Many times, optometry students gain a more personal connection to the field once they start school. One such example is here at UIWRSO: a second year student named Amy Cuevas. Amy’s fiancé, Ricky Ruzicka, suffers from Leber’s Hereditary Optic Neuropathy (LHON), which is a genetic disorder that affects central vision. Amy was already attending UIWRSO before Ricky was diagnosed with this condition. Since then, both of them have advocated for LHON research and awareness. Recently, he shared his story at our school’s Low Vision Club meeting, and now I would like to share his story with you.
Ricky named his presentation “The Invisible Stepping Stone,” which fit perfectly as he explained that everyone has stepping stones in their life, but his is one that he cannot see. He started off by sharing one of his favorite quotes from Winston Churchill: “Attitude is a little thing that makes a big difference.” Right off the bat, you could tell that Ricky has a great attitude towards the things he has overcome in his life. He explained that he had 20/20 vision until about a year ago and played sports, such as baseball. He was a normal, outgoing student, trying to achieve his certificate for plumbing and welding.
He used to play ball with some friends before class and noticed that one day, when one of his friends threw the ball at him, he got hit in the face with the ball! He could see it, but noticed that his vision was getting blurry. Amy asked him to go to the optometrist, but he delayed for four months. Once he went, the optometrist referred him to an ophthalmologist, after he observed that Ricky could not even read the big “E” in the affected eye. They noticed that his optic nerve was inflamed and pale, and insisted he get further testing. This was about the time that Amy was entering school and because they lived in Maryland at the time, he felt like he could get away with not going until Amy was settled in Texas. Once he got back to Maryland, his friends suggested he go to John Hopkins. At this point, only one eye was affected. After waiting in the ER for several hours, the ophthalmologist there suggested seeing a neuro-opthalmologist. He was hospitalized for a few days, and was then informed that he was diagnosed with LHON. It now has affected both eyes.
Ricky showed us what it looked like to have LHON versus normal vision. He mentioned that he cannot recognize faces, read, or even drive at this point because of red, black, and white floaters that are constantly present, as well as a black spot that is mostly present in his central vision (see photos below to compare). So what was his next step? Because there is no cure yet for LHON, doctors recommended that he take a “mitochondrial cocktail” including Idebenone, vitamin C, E, and omega 3 to help slow down the progression of the damage. He explained that he tried to keep working, but decided to stop once it became too dangerous to handle power tools without seeing correctly. He received a lot of different reactions from friends and family; it was difficult to hang out with friends because he couldn’t drive, and his family was “babying” him too much, to the point where he felt handicapped. At one point, he loved to just spend his time sleeping, because it was the only place he could achieve 20/20 vision again.
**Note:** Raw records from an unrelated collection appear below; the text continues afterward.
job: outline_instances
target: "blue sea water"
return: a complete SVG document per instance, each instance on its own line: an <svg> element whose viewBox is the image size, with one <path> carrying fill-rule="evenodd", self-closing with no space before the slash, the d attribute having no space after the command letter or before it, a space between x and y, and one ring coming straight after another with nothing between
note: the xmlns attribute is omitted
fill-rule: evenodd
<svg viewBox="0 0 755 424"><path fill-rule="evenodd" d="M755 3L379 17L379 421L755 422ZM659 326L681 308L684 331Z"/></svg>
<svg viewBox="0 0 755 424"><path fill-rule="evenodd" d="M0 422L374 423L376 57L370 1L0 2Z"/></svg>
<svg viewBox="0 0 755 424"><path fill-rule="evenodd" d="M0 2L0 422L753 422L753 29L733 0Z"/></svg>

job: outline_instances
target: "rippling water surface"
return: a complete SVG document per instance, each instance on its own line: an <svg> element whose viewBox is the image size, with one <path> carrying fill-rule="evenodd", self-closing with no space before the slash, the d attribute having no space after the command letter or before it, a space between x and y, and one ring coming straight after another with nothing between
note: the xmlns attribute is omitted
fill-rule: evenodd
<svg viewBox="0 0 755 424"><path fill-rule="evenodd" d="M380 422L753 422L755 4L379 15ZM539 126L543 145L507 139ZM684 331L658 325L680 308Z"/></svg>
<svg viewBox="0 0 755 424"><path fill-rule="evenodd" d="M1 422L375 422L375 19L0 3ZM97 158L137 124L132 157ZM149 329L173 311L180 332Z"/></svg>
I couldn’t imagine having this kind of experience; it was very humbling and emotional to hear that.
Ricky explained that now he is trying to keep himself busy with the help of his friends, family, and Amy. He moved to Texas with Amy and now receives many benefits (such as programs and devices to help his condition). He showed us the many devices he uses to help him see better, such as wide-ruled low vision paper and markers, digital magnifiers, and his audio player (which reads books aloud to him). He also plays in Goalball, which is a team sport for blind athletes. Even though many players who participate are not completely blind, they wear “blackout” goggles so that all players rely only on their hearing. It involves teams of three that throw a ball, which has bells in it, to the other team’s goal. It looks like a lot of fun, and Ricky is working with our school’s SVA, or Sports Vision Association, to create a team for next semester. He is also in the process of obtaining his Bachelor’s in social work and hopes to get a Master’s degree, as well.
This was an incredibly inspirational presentation to see. It gives all of the students at UIWRSO a look into someone’s life who is struggling with their vision. We are able to bridge a gap between a personal connection and our school. The fact that Ricky and Amy are working to enhance the school by educating students and starting a sports team, just proves that our school is not only focused on the what, but rather the who. We are all rooting for Ricky and hope he achieves his goal of joining the US Paralympics team for Goalball in the near future.